Konnte man bislang mit Operation, Bestrahlung und der konventionellen Chemotherapie Tumorzellen nur vergleichsweise unkontrolliert eliminieren, stehen heute zielgerichtete Therapiestrategien zur Verfügung, die sich an den molekularen Pathomechanismen und Biomarkern der Tumoren orientieren. Ein Ansatz, der die Tumortherapie deutlich besser verträglich und so eine Altersbeschränkung - anders als dies bei der herkömmlichen Chemotherapie in der Regel gegeben ist - unnötig macht.

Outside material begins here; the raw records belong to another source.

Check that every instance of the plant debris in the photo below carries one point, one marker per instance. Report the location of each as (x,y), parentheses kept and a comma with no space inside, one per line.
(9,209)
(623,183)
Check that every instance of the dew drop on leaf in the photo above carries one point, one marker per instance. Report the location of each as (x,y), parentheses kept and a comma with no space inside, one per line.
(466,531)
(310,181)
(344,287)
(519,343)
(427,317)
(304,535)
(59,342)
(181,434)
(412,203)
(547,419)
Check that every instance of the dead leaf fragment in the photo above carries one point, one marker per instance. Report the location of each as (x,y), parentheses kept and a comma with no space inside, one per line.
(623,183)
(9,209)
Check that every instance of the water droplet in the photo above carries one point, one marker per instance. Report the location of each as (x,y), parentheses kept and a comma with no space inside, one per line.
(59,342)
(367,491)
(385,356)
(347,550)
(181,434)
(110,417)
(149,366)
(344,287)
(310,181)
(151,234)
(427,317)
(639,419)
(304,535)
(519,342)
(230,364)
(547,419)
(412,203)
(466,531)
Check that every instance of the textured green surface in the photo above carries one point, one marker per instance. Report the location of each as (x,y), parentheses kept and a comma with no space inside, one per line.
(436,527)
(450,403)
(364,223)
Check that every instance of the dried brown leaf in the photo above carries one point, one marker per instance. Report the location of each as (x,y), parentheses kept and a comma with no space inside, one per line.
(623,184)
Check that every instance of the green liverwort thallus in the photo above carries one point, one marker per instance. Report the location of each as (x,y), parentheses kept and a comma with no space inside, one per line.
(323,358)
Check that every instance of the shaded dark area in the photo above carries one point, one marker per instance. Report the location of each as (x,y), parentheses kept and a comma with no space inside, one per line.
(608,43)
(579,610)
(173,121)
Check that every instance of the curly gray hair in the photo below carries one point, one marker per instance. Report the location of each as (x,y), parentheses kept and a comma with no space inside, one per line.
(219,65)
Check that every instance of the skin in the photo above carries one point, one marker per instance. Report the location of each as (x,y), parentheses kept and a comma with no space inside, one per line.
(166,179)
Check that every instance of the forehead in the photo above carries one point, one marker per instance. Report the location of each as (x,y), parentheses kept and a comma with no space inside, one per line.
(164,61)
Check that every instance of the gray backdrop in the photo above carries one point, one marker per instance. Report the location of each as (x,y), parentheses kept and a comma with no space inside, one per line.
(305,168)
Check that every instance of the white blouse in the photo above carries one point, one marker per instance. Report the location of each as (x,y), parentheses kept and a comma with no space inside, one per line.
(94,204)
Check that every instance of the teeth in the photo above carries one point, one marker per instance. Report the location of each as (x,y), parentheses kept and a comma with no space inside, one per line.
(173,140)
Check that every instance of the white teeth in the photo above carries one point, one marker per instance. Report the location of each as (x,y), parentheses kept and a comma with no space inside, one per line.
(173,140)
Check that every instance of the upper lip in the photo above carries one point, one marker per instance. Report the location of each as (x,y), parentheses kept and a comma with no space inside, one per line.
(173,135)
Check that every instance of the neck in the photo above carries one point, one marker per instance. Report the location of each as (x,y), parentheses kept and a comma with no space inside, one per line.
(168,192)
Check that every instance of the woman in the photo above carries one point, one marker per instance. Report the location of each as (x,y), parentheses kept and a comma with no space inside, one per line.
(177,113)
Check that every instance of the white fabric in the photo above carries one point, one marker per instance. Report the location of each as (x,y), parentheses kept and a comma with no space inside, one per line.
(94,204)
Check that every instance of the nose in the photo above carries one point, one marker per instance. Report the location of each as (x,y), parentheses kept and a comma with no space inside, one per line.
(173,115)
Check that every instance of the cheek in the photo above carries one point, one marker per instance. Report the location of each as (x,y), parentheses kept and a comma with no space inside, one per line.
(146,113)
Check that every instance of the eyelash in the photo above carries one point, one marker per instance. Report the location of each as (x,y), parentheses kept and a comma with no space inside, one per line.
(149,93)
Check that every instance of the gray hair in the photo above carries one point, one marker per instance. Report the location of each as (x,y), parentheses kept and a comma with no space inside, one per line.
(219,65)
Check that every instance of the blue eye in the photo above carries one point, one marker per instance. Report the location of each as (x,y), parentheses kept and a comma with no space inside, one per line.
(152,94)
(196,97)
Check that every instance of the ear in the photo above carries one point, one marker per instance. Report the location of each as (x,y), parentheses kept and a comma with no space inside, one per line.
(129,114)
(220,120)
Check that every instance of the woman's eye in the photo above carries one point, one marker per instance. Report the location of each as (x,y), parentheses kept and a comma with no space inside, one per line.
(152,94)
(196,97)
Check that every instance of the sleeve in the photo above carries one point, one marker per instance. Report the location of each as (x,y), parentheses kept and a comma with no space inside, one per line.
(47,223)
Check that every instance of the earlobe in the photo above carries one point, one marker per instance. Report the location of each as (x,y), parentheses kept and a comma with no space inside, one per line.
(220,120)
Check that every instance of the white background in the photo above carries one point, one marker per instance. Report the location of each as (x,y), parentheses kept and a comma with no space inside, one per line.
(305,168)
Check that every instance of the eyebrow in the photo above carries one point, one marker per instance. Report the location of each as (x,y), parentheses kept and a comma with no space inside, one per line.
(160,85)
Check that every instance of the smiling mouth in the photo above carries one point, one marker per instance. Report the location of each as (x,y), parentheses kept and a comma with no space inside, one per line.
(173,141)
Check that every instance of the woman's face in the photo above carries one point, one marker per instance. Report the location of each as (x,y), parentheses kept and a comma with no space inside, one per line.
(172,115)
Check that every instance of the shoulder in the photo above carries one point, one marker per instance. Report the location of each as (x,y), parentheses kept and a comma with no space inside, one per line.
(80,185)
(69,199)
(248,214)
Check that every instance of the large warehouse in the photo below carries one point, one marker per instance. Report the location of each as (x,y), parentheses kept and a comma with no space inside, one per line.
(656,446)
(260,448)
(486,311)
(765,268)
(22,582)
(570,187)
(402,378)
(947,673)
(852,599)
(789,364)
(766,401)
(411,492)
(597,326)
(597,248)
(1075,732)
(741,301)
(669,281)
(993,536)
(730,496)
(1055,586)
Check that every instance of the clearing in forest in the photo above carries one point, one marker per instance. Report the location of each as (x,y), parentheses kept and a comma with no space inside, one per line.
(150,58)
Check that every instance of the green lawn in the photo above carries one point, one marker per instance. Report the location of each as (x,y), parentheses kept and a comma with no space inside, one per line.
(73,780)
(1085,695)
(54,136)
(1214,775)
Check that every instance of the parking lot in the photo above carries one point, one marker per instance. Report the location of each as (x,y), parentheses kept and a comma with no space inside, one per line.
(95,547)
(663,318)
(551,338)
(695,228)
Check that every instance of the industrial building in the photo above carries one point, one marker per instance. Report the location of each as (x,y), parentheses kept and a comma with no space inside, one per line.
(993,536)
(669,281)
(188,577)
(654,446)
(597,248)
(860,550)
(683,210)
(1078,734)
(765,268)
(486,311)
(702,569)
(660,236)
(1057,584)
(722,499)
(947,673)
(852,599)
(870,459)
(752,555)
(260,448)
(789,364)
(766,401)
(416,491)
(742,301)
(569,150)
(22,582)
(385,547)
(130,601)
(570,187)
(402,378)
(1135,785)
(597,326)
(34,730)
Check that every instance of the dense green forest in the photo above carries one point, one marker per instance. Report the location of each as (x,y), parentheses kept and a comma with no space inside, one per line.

Zu diesen neuen zielgerichteten Tumortherapien zählt auch der Wirkstoff Sorafenib (Nexavar®), der jetzt zur Therapie des fortgeschrittenen Nierenzellkarzinoms zugelassen wurde. Sorafenib ist ein Multi-Kinase-Inhibitor mit dualem Wirkansatz, erklärte PD D. Strumberg, Herne, der gleichzeitig die Tyrosinkinasen c-Kit, VEGFR, PDGFR und FLT-3 und die Serin-/Threoninkinasen Raf-1 und B-Raf und somit letztendlich die Tumorzellproliferation und die Tumorangiogenese hemmt.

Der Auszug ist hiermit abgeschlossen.